Initialization of the hidden states of torch.nn.lstm

Mingming_Qiu · March 26, 2022, 1:17pm

As the explanations of num_layers in this link: https://discuss.pytorch.org/t/what-is-num-layers-in-rnn-module/9843

if the output of hidden state of the first lstm is the input of the hidden state of the second lstm (number_layers=2 for torch.nn.lstm), why do we need to initialize the hidden state with the first dimension (representing the number of hidden states I suppose) being the num_layers? For example, the code below:

rnn = nn.LSTM(10, 20, 2)
input = torch.randn(5, 3, 10)
h0 = torch.randn(2, 3, 20)
c0 = torch.randn(2, 3, 20)
output, (hn, cn) = rnn(input, (h0, c0))

Mingming_Qiu · March 28, 2022, 9:43pm

Each lstm layer needs the input, hidden and cell states.

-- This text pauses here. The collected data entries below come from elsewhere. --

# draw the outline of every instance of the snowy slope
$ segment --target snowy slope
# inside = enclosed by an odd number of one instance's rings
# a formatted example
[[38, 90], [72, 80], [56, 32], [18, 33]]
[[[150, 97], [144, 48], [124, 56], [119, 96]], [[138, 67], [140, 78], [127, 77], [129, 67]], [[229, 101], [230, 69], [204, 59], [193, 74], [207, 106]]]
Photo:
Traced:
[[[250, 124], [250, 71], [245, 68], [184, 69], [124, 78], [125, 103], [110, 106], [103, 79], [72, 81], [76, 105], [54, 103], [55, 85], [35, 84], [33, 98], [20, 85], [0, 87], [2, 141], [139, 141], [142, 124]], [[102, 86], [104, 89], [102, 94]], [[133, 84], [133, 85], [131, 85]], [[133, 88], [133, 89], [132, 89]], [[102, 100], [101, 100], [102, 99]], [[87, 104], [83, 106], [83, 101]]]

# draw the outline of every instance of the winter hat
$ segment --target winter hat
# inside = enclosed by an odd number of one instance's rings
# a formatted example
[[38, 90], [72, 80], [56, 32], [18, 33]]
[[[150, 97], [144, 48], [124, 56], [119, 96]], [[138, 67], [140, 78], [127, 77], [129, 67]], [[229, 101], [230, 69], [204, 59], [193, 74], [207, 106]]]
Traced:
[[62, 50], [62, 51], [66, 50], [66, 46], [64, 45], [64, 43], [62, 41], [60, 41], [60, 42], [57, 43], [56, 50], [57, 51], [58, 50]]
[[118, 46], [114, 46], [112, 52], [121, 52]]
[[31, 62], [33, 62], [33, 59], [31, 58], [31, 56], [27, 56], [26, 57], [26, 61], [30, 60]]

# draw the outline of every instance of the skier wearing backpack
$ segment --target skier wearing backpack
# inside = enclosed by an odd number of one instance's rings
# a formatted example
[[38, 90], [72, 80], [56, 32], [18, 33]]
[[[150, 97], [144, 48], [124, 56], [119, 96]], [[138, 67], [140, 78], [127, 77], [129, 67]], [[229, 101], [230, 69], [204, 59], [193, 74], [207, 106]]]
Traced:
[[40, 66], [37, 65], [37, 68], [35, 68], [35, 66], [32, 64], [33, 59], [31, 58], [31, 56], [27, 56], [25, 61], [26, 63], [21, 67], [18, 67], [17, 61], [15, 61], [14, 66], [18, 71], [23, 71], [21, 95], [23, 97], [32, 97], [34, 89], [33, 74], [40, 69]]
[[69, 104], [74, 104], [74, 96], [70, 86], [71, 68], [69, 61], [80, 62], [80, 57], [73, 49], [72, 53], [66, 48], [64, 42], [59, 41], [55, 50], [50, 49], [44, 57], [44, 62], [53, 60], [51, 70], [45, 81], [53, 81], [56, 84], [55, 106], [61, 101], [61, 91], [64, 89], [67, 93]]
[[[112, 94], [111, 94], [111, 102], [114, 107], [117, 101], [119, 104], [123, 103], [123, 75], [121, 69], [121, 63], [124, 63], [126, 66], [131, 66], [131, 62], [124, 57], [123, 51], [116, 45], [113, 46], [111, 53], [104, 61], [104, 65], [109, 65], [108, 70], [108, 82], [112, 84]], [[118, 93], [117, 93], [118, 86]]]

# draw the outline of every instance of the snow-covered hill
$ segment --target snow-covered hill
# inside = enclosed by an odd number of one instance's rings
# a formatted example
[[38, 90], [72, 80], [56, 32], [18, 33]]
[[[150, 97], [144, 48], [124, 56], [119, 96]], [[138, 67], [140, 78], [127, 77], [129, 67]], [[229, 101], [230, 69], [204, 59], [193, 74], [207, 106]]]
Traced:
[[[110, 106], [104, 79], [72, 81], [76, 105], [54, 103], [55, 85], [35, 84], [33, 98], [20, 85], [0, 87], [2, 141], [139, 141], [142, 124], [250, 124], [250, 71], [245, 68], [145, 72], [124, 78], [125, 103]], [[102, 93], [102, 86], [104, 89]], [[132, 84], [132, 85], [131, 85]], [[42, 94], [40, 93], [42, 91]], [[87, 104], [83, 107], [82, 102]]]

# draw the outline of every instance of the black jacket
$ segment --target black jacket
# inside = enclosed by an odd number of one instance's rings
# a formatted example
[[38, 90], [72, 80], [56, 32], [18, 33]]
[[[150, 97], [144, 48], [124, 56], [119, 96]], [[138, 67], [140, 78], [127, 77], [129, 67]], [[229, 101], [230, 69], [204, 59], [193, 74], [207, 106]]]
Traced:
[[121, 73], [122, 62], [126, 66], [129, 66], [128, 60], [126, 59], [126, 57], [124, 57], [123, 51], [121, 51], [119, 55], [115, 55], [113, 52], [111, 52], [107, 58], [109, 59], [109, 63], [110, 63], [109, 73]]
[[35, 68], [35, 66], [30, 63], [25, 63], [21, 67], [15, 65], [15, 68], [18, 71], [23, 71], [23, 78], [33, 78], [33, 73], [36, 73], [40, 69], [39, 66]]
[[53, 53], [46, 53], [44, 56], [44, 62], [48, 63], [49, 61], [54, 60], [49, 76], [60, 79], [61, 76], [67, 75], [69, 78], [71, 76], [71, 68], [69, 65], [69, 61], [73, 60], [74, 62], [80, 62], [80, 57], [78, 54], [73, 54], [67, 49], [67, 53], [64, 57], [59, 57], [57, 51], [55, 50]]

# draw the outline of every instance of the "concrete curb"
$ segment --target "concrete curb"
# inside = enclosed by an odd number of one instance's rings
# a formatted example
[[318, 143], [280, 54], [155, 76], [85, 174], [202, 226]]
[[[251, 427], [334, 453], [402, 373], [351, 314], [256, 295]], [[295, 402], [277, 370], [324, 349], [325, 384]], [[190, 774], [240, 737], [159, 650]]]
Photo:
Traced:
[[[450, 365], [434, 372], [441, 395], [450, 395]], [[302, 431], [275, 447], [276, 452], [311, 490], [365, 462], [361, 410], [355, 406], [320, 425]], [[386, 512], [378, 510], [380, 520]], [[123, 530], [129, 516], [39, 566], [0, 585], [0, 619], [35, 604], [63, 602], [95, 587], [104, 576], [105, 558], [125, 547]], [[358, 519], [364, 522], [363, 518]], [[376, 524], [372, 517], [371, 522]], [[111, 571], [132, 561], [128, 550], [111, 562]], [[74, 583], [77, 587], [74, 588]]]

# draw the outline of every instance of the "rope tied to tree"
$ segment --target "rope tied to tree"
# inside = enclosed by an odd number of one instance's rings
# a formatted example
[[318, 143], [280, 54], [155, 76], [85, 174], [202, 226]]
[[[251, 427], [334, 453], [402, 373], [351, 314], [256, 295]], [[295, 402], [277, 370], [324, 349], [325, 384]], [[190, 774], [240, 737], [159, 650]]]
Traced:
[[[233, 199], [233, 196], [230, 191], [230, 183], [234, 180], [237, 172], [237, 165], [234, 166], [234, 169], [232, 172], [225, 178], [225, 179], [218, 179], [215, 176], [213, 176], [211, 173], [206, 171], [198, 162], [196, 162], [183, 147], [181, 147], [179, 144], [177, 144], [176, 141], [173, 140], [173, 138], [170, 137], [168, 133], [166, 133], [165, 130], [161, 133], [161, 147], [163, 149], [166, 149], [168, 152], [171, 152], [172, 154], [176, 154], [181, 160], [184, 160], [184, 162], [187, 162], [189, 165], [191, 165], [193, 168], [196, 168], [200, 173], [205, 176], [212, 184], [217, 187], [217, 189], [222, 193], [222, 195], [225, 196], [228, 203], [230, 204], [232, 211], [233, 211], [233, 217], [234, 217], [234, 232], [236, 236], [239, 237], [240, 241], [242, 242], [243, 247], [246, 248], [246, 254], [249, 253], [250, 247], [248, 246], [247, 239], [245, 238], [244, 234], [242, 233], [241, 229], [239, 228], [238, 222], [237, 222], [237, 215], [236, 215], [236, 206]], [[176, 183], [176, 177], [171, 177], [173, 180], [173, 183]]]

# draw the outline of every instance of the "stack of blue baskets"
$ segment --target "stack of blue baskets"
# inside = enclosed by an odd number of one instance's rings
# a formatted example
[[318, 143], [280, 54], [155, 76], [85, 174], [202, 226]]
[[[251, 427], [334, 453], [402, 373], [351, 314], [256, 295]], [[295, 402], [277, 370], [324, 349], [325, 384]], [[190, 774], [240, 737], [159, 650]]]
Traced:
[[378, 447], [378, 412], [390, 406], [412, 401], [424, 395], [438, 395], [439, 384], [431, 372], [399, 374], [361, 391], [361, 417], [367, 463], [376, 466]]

The first lstm layer provides its output denoting the hidden state to the input of the second lstm, while the second lstm still needs its hidden and cell state values. Therefore, there are two initial hidden states being defined at the beginning.

Lei_Shi1 · October 24, 2022, 7:29pm

Hi Qiu,
I have the same confusion as yours. But I think the output of the 1st layer, i.e h1, is the initial hidden state rather than input of the 2nd layer. And the input of 2nd layer has nothing with hidden state values.

Mingming_Qiu · January 25, 2023, 2:27am

I think the example that I have given does not correspond to the figures that you’ve provided where at each time step there is only one lstm cell, but corresponds to the situation where there are two lstm cells for a lstm. As shown in the figure below, the two initial hidden states are respectively defined for the lstm cell in yellow and red in the first column which corresponds to the initialization.